I gave a quick call to the Cleveland Federation of Musicians AFM Local 4 office to find out more details but they had not yet read Norman’s article. So I’m sure I’ll write something in the future once more details emerge.
However, not being one to believe much in coincidence I was struck by the fact that the paragraph I was writing in the Heymann piece was about the very same issue: the need for musicians to change many of the strict, long standing union rules that deal with broadcast remuneration because currently, they restrict growth.
Norman doesn’t hold back with his intense discontent as he paints a face of the stereotypical “Ugly American” on the musicians. He sees them as being more concerned with exercising their power more than with creating musical art.
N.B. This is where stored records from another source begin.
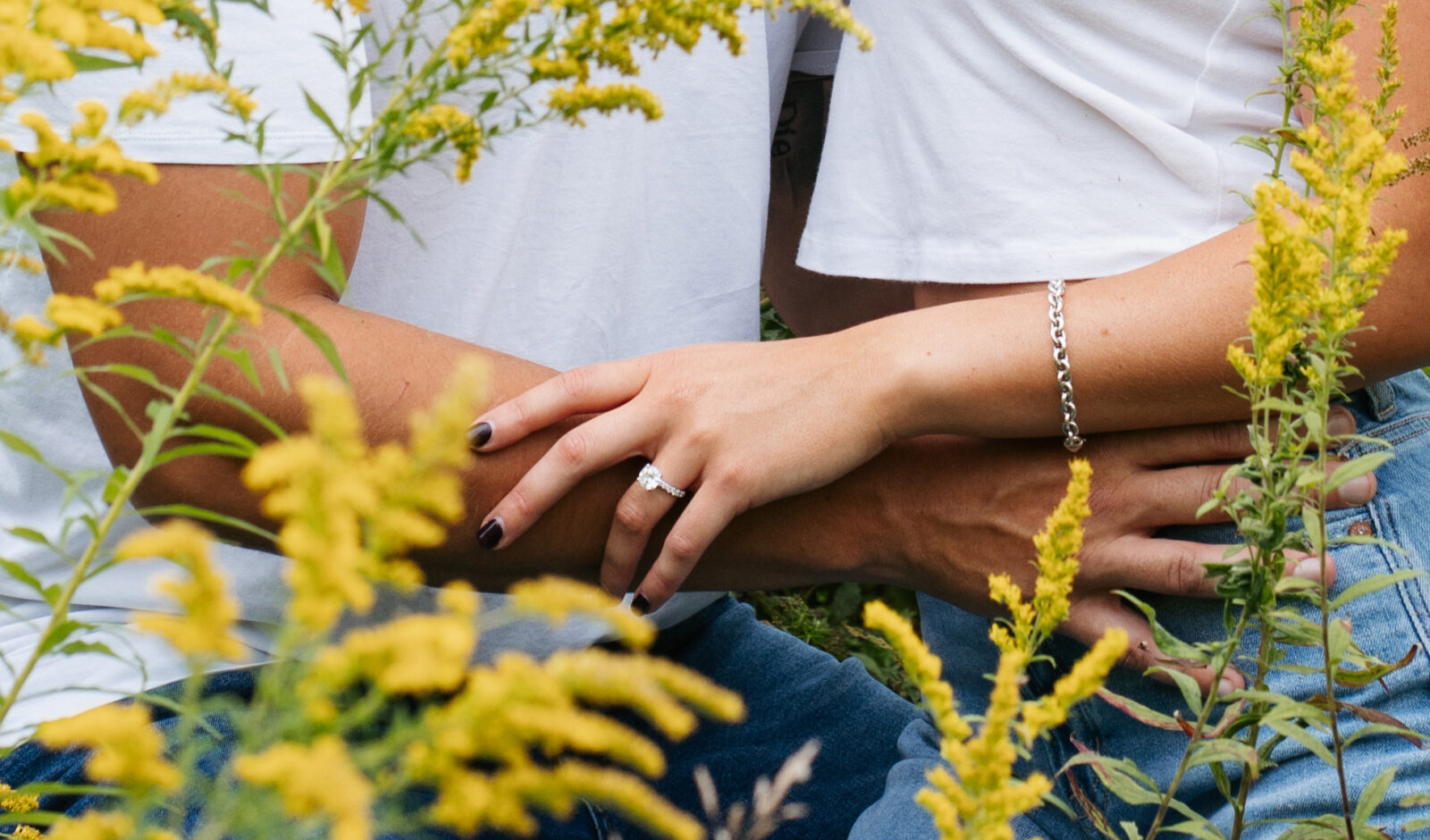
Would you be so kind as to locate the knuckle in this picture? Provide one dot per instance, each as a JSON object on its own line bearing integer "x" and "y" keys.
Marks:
{"x": 574, "y": 448}
{"x": 662, "y": 582}
{"x": 683, "y": 548}
{"x": 1207, "y": 484}
{"x": 518, "y": 505}
{"x": 576, "y": 383}
{"x": 629, "y": 516}
{"x": 1229, "y": 441}
{"x": 733, "y": 479}
{"x": 1184, "y": 575}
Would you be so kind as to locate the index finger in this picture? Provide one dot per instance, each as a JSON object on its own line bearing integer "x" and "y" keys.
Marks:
{"x": 579, "y": 391}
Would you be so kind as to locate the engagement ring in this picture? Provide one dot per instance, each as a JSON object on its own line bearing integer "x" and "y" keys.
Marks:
{"x": 651, "y": 479}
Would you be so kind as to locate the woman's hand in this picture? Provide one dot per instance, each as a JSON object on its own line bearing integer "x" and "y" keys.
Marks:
{"x": 734, "y": 426}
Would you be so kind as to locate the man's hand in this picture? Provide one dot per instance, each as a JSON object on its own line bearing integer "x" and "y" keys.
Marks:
{"x": 965, "y": 508}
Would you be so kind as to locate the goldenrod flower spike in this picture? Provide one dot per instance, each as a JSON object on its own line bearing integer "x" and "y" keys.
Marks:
{"x": 126, "y": 747}
{"x": 204, "y": 627}
{"x": 316, "y": 779}
{"x": 979, "y": 799}
{"x": 349, "y": 512}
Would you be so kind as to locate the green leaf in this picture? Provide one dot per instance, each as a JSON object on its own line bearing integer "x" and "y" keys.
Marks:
{"x": 59, "y": 634}
{"x": 243, "y": 362}
{"x": 30, "y": 534}
{"x": 1140, "y": 713}
{"x": 199, "y": 513}
{"x": 316, "y": 336}
{"x": 1282, "y": 406}
{"x": 1298, "y": 733}
{"x": 114, "y": 483}
{"x": 21, "y": 446}
{"x": 21, "y": 575}
{"x": 1358, "y": 467}
{"x": 202, "y": 449}
{"x": 1219, "y": 751}
{"x": 86, "y": 647}
{"x": 86, "y": 63}
{"x": 1372, "y": 584}
{"x": 1165, "y": 642}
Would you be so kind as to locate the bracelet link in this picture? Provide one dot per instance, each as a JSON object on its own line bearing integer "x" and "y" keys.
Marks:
{"x": 1072, "y": 439}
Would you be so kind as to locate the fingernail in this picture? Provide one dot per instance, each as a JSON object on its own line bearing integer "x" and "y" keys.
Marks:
{"x": 478, "y": 434}
{"x": 1308, "y": 569}
{"x": 490, "y": 533}
{"x": 1358, "y": 491}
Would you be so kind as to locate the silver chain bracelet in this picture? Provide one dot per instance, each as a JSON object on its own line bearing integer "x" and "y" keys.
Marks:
{"x": 1072, "y": 441}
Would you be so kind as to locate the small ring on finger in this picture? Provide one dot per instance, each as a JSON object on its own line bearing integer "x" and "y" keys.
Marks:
{"x": 651, "y": 479}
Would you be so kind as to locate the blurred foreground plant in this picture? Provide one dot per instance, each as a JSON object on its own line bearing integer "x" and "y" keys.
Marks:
{"x": 350, "y": 732}
{"x": 977, "y": 801}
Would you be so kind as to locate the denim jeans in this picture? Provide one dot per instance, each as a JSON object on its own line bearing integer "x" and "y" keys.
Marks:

The paragraph I was writing in the Heymann article was saying much the same (sans inflammatory language), but the fundamental difference is that Heymann also stressed that although the musicians need to become more flexible with these issues, they also need guarantees that they won’t be exploited.
I think Norm depicts an inaccurate historical context of why musicians behave so obstinately at times, in the article he says:
” [this] arises from a herd mentality bred in the 19th century when musicians had to cling together to earn a crust to feed their families and never settled for less than the union rate.”
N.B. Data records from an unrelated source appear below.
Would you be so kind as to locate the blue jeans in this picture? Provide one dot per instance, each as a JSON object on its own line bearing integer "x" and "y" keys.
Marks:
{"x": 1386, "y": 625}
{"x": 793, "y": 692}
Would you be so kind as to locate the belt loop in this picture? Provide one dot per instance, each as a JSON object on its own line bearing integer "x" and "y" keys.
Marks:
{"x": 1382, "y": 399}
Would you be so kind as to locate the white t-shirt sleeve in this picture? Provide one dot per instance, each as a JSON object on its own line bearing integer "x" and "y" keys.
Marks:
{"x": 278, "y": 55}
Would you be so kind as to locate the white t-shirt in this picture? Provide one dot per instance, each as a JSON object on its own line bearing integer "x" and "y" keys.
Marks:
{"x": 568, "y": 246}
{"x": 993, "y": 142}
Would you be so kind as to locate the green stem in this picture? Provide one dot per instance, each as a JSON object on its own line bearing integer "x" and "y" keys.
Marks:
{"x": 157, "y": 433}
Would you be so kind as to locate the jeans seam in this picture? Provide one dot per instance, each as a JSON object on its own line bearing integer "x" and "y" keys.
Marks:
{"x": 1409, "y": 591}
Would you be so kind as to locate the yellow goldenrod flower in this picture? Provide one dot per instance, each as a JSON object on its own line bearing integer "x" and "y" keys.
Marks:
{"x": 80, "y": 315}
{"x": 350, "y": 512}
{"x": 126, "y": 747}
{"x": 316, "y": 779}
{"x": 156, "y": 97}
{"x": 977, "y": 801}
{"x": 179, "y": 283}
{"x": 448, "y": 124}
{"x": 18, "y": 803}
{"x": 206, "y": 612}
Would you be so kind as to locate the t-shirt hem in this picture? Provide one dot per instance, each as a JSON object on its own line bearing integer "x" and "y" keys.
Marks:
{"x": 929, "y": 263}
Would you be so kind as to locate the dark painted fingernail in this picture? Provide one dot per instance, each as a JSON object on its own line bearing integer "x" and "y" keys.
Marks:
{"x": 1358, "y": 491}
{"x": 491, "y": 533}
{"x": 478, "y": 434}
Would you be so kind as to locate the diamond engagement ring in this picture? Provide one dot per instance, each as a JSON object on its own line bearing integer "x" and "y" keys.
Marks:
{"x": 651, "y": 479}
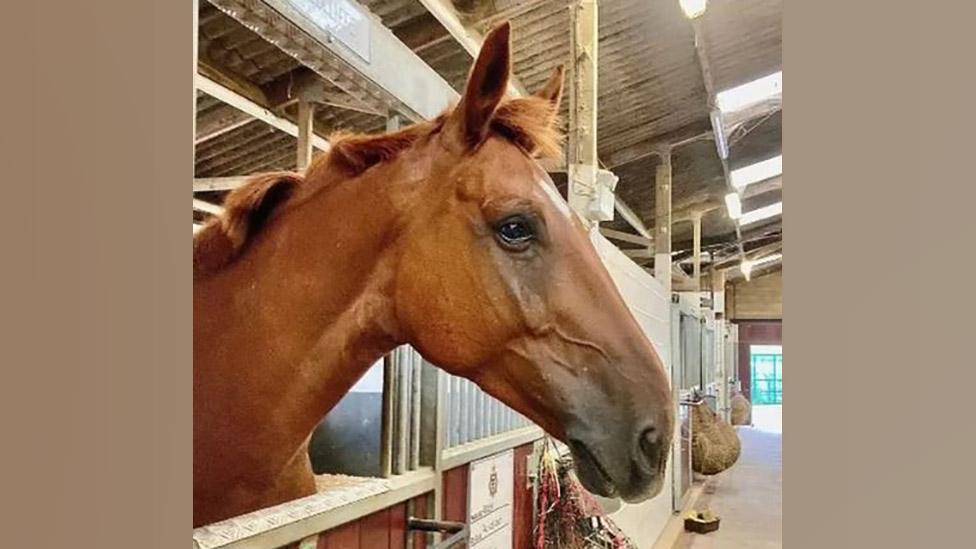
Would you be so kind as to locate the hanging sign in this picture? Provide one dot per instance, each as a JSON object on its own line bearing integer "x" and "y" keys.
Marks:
{"x": 491, "y": 482}
{"x": 341, "y": 19}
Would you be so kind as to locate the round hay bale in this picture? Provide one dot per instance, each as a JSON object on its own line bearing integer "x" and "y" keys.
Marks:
{"x": 715, "y": 444}
{"x": 741, "y": 410}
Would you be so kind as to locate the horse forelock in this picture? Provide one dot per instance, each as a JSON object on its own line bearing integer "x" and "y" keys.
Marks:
{"x": 531, "y": 123}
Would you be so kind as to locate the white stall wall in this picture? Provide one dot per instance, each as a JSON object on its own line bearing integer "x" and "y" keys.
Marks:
{"x": 651, "y": 305}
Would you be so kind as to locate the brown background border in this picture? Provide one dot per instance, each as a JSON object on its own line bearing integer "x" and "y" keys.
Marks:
{"x": 96, "y": 354}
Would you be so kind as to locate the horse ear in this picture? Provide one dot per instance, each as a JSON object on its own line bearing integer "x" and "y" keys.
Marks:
{"x": 553, "y": 90}
{"x": 485, "y": 88}
{"x": 246, "y": 209}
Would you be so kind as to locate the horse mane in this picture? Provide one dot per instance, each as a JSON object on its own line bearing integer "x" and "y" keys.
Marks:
{"x": 529, "y": 122}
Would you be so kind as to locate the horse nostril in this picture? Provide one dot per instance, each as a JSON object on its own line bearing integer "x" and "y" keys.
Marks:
{"x": 650, "y": 441}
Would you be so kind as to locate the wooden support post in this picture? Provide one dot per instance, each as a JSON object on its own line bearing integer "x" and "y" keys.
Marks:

This isn’t entirely accurate. The musicians union was born in the same light that many unions begin; to prevent abuses from management and to ensure a more stable work environment. Heymann realizes this historical context and that’s why he mentioned it in our interview, because even though the musicians union is guilty of many of the same sins as all unions are, management has still demonstrated that in general they are still quite capable of behaving the same way they did from decades past.
In the end, Norm’s problems, the musicians concerns, and the management’s ulcers could all go away if there was an equal distribution of power and control throughout the stakeholders of an orchestra.